General Task Processing

Create a configuration file and set some necessary variables

cd workflows/general && vim config.yaml

Configuration Name	Usage
custom_openai_endpoint	API address for calling OpenAI GPT or other MLLM, format: `{custom_openai_endpoint}/chat/completions`
custom_openai_key	api_key provided by the MLLM provider
bing_api_key	Bing's api key, used for websearch

Set up run.py

def run_agent(task):
    logging.init_logger("omagent", "omagent", level="INFO")
    registry.import_module(project_root=Path(__file__).parent, custom=["./engine"])
    bot_builder = Builder.from_file("workflows/general") # General task processing workflow configuration directory
    input = DnCInterface(bot_id="1", task=AgentTask(id=0, task=task))

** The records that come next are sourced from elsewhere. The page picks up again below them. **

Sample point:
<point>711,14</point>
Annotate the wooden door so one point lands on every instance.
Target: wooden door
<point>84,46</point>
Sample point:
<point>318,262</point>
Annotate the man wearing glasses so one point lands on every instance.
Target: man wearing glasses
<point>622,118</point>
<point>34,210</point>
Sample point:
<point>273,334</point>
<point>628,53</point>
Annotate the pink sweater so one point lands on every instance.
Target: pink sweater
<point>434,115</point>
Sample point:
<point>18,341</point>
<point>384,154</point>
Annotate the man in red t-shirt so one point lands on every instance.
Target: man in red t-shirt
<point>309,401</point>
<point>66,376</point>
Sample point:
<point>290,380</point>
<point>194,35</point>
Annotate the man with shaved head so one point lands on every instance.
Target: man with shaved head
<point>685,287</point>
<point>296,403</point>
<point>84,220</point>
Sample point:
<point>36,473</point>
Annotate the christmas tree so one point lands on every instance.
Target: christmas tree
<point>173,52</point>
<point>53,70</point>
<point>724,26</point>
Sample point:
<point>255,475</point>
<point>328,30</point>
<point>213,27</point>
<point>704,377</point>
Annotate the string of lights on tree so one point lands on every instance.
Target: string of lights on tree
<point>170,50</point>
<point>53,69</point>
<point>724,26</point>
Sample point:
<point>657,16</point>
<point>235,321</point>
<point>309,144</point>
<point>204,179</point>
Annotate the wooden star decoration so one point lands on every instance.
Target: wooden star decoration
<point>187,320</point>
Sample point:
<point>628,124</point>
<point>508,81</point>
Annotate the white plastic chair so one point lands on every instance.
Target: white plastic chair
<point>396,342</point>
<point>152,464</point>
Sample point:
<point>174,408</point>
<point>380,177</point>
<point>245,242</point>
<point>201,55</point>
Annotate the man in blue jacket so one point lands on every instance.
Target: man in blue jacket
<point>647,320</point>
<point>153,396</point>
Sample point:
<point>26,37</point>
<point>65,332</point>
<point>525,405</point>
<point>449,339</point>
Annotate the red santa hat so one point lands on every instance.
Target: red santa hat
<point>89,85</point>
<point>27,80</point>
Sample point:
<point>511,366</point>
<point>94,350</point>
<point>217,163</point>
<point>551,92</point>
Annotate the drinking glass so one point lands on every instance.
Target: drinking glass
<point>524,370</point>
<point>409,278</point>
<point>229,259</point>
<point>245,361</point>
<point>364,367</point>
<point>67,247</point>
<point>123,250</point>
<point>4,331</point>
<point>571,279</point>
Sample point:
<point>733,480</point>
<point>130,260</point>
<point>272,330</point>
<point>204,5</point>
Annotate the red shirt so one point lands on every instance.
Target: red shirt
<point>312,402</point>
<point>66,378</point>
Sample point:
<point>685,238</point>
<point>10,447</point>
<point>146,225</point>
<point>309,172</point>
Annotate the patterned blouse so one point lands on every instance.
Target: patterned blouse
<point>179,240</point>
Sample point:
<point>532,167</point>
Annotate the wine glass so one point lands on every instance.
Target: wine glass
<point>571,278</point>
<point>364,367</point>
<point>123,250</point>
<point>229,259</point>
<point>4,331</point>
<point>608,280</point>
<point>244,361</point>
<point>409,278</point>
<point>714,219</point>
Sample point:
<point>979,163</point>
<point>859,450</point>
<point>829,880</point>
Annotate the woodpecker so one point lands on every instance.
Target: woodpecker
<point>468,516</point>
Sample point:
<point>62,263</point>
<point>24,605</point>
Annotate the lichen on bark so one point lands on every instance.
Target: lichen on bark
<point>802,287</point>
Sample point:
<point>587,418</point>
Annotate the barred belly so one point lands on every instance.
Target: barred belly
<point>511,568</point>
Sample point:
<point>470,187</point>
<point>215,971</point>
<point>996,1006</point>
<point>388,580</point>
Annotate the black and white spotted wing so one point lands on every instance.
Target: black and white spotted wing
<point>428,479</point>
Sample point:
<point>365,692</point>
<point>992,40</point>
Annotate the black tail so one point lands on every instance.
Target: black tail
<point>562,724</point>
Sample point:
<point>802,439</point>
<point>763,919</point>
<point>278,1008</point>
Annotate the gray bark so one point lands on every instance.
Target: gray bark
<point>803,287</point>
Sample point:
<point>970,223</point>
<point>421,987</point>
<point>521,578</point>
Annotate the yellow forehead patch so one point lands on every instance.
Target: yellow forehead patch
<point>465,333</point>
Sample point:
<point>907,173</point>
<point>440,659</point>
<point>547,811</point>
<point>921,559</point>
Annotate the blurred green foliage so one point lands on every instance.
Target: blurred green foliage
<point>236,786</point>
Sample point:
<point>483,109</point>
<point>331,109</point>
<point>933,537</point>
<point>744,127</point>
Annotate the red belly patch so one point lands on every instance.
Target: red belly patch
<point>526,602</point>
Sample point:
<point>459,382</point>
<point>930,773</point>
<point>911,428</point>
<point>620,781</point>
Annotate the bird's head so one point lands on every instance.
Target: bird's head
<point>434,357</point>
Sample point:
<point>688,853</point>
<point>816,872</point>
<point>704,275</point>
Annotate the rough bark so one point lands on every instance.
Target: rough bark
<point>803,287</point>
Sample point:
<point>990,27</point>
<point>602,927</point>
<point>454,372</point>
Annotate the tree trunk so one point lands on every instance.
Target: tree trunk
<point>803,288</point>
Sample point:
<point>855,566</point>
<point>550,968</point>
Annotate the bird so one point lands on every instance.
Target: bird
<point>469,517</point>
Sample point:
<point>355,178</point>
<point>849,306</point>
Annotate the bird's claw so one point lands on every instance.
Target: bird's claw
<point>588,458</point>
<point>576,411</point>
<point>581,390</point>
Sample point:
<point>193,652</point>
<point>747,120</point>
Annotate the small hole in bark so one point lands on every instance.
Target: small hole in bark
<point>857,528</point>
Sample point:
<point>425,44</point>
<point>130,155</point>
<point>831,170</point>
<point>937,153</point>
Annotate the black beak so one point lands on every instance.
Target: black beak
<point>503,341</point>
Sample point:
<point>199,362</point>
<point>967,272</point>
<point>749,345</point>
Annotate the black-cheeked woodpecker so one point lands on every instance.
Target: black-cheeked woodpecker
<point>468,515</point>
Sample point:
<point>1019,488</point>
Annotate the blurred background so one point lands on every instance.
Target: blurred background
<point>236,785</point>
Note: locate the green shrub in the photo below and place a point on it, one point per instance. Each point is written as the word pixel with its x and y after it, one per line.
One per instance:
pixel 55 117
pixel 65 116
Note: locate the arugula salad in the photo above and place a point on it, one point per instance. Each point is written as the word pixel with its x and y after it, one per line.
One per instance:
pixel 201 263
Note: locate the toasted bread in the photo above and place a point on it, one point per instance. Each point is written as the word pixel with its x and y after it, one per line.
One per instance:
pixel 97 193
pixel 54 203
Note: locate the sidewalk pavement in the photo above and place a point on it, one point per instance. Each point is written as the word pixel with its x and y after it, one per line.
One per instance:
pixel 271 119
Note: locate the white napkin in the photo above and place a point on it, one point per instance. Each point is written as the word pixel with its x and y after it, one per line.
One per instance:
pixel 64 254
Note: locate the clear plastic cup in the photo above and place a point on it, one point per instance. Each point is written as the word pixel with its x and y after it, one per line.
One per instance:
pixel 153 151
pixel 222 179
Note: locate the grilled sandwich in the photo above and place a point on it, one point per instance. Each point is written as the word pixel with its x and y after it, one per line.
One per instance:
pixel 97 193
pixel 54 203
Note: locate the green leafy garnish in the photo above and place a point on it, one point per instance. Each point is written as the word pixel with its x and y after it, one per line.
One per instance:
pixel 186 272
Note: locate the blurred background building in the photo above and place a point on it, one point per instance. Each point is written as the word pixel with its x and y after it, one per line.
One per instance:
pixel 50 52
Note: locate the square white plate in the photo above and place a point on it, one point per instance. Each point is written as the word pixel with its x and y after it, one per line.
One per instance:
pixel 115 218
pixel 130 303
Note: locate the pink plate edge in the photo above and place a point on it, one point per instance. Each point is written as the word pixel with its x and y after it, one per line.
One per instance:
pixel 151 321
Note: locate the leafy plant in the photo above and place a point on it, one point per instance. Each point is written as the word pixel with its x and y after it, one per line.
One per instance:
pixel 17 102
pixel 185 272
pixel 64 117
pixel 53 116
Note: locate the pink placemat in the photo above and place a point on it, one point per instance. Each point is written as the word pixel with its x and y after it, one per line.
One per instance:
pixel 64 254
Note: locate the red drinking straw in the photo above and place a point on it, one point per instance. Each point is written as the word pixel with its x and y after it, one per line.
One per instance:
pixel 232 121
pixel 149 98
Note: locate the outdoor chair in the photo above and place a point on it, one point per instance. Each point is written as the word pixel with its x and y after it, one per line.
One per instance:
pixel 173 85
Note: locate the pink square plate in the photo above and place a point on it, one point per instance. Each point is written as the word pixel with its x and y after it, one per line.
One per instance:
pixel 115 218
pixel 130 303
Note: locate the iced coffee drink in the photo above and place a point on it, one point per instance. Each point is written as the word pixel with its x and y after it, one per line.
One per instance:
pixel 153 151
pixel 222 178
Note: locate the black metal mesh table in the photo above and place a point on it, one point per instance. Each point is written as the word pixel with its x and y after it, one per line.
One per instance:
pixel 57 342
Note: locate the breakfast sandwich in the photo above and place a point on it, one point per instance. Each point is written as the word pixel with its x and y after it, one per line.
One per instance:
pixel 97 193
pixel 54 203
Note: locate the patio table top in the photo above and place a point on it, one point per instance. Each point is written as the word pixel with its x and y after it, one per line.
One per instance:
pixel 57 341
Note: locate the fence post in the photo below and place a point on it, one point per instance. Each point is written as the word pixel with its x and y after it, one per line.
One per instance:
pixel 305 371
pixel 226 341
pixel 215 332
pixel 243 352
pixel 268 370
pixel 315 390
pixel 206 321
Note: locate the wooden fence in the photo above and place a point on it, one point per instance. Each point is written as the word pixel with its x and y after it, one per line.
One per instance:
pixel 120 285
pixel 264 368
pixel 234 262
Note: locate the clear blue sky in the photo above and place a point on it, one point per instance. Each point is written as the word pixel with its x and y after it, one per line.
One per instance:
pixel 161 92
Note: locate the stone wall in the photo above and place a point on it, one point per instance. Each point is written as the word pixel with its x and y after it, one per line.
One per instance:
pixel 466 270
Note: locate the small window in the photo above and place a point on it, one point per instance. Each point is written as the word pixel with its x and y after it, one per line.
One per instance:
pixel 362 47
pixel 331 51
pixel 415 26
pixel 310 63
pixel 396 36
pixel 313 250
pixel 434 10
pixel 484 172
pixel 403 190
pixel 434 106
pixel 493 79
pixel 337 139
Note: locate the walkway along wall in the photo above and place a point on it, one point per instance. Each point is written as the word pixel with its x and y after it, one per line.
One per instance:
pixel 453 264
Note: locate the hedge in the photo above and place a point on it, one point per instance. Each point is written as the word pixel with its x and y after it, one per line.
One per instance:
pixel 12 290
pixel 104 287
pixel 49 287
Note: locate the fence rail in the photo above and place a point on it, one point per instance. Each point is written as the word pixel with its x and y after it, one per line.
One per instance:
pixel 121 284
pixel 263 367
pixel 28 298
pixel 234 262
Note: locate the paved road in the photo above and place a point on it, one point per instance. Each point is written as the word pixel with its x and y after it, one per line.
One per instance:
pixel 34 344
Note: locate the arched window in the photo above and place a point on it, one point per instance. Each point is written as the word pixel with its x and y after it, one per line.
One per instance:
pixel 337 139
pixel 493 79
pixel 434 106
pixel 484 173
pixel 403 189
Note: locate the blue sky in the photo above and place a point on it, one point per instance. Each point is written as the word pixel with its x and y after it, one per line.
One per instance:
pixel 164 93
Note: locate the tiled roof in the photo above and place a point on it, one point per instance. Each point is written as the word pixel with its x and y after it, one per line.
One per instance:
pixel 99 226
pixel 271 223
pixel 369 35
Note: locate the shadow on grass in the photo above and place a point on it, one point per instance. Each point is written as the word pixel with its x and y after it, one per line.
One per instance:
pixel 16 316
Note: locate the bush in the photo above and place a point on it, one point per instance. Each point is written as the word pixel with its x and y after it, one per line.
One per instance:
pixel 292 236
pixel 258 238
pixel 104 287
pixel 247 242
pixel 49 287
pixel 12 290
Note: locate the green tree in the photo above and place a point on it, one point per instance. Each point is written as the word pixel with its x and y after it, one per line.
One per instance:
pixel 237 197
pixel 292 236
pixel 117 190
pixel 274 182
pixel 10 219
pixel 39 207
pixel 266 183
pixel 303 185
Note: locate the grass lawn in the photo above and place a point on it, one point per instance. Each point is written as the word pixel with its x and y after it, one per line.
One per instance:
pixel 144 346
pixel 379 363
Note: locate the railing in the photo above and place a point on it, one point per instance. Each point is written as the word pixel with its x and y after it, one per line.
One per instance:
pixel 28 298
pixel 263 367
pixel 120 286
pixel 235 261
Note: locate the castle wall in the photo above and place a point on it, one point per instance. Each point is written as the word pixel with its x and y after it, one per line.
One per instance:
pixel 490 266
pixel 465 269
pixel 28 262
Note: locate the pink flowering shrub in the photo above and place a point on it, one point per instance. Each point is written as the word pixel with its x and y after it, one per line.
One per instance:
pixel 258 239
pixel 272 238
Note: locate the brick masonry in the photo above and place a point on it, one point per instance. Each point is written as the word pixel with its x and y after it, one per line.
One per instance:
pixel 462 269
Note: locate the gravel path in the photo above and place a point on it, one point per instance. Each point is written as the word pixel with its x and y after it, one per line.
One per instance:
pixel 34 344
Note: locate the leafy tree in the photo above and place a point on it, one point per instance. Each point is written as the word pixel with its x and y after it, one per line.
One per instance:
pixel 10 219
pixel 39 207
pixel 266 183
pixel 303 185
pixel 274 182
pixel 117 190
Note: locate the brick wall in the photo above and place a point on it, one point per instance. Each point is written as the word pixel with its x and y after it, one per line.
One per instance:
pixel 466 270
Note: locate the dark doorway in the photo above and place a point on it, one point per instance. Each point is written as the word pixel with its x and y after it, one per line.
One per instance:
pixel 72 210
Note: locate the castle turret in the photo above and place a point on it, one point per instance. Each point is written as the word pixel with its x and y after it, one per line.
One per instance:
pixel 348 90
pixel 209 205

    bot_builder.run_bot(input)
    return input.last_output

if __name__ == "__main__":
    run_agent("Your Query") # Enter your query

Start OmAgent by running python run.py.

Video Understanding Task

Environment Preparation

Optional OmAgent uses Milvus Lite as a vector database to store vector data by default. If you wish to use the full Milvus service, you can deploy it milvus vector database using docker. The vector database is used to store video feature vectors and retrieve relevant vectors based on queries to reduce MLLM computation. Not installed docker? Refer to docker installation guide.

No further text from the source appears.